As the CPU frequency race halted , users have to learn how to exploit the power of multi-core CPUs (parallelism) -or prepare to face skyrocketing costs.
Scalability: ability (a) to handle growing workloads or (b) to be enlarged .
(a) = capacity: great because it does not require new hardware.
(b) = modularity: great because (a) has necessary its limits.
Modularity can be vertical (more CPUs), and horizontal (more servers).
Systems are designed for modularity rather than capacity because the latter is much more expensive to achieve (instead of just adding more cores to a CPU, you have to build a more capable CPU).
We will see that (a) is better not only because it saves money -but also because, as (b) has also its limits, (a) may be the only way for (b) to work.
Consider Apache/Python (Facebook uses PHP, but Python's case is simpler).
As Python is not thread-safe CPUs are either waiting or used by (unproductive) inter-process communication (like FastCGI).
So, Apache will (moderately) benefit from several CPU cores but not Python (unless you make Apache scale even less with a FastCGI pipeline overhead).
Now, let's say that this particular Python program takes 90% of the total request execution time, so Apache accounts for only 10%.
In this situation, Amdahl's Law says that the maximum speedup achieved by using more CPUs is only: 1/(1–0.10)=1.11 times faster.
Horror: 100 billion CPUs would not give Apache/Python visible speed gains.
Vertical scalability (more CPUs) failed because of bad design/performances.
Thanks to Moore's Law, new faster CPUs allowed to serve more requests. Periodically replacing servers was a cheap way to sustain growth.
No longer: a CPU frequency wall was hit. New CPUs are not faster: instead, they use parallelism (multiple cores) to deliver more power (not more speed).
Today, if your applications do not use parallelism well, you have to deploy more servers to serve more requests. That's horizontal scalability (more servers).
To keep up with Moore's Law like in the past, Python users would have to double the number of their servers every two years (64, 128, 256...) or accept the unproductive inter-process communication overhead tax. This will cost much more than just replacing servers.
The business model of many Web players will no longer work as FastCGI makes Apache/PHP even slower without faster CPUs to cope with this additional load.
G-WAN's code scales linearly and even logarithmically. Here, the speedup achieved by using 4 cores is optimal: 1/(1/4)=4.4 times faster* (70.4 times faster with 64 cores).
While others must add servers, you can just upgrade them (adding CPU cores): vertical scalability works.
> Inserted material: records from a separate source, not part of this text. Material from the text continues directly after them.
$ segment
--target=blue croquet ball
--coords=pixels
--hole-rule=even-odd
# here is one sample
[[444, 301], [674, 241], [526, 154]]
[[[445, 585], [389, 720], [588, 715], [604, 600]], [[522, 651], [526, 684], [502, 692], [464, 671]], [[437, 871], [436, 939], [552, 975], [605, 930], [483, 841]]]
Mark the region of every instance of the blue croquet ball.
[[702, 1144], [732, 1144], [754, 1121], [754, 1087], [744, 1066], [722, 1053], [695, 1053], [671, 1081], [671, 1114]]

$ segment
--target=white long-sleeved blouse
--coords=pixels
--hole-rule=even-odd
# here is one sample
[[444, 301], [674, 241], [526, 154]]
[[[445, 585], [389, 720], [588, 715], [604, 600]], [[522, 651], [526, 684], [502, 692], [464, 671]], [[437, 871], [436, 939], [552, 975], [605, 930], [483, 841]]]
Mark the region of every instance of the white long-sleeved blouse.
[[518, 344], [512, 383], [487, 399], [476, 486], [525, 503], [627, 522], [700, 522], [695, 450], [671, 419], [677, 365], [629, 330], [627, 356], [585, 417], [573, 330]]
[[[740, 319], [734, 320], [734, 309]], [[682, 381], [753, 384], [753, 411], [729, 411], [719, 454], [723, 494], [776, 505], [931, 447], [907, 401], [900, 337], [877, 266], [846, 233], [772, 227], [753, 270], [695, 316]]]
A reverse-proxy balances the load on G-WAN C scripts: no FastCGI needed.
Nothing beats performances: instead of resolving problems they avoid them.
(*) See top of page: on average on the 1-1,000 concurrency range, G-WAN does 4.4x better on an Core2 Quad 3GHz (without hyper-threading) than on a Single-Core 3.06GHz (with hyper-threading).
(**) Single-Core: Dell Precision 650 (Oct. 2003), Intel Xeon 3.06GHz, 1GB RAM @ 266MHz, Windows XP Pro SP3.
Multi-Core: Acer G7700 (Aug. 2008), Intel Core2 Quad X9650 3GHz, 4GB RAM @ 800MHz, Vista Ultimate 64-bit.